Lorsque John Garang trouve la mort dans un accident d’hélicoptère en juillet 2005, trois semaines seulement après avoir été investi vice-président du Soudan, Salva Kiir se retrouve catapulté dans une carrière politique qu’il n’a pas réellement souhaitée. Cette nomination conforme au règlement du SPLM fait grincer des dents au sein de l’organisation. Ils sont nombreux à reprocher à Salva Kiir son manque de formation et d’éducation. « Lors de ses voyages au Kenya ou aux États-Unis, John Garang s’entourait toujours de brillants conseillers sudistes formés dans le Nord et qui parlaient couramment l’arabe, se souvient Marc Lavergne, politologue et spécialiste du Soudan. Mais je n’ai jamais vu Salva Kiir avec lui. Il était toujours sur le terrain à faire le sale boulot. »
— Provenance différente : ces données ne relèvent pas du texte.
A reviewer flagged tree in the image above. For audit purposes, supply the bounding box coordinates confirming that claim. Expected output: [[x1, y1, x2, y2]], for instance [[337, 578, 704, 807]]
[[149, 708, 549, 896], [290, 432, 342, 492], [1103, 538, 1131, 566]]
L’ancien militaire est tout de même venu à bout des réticences et a su conduire la région jusqu’au référendum. Salva Kiir a repris autour de lui les proches conseillers de son prédécesseur et est passé maître dans l’art du compromis. À la différence d’un John Garang dont l’ambition était de préserver l’unité du Soudan pour un jour y être élu président, Salva Kiir a toujours aspiré à l’indépendance.
« Il a représenté le Sud avec brio, assure Suzanne Jambo, l’une de ses proches conseillères depuis huit ans. Ces dernières années ont été très compliquées. Notre interlocuteur au Nord, le président El-Béchir, est un homme difficile ; il a rarement respecté les termes de l’accord de paix global (Comprehensive Peace Agreement, CPA). Salva Kiir a tenu bon, il a fait avancer le pays tout en gardant pour priorité absolue de ne pas sombrer de nouveau dans la guerre. Il a su éviter les pièges. »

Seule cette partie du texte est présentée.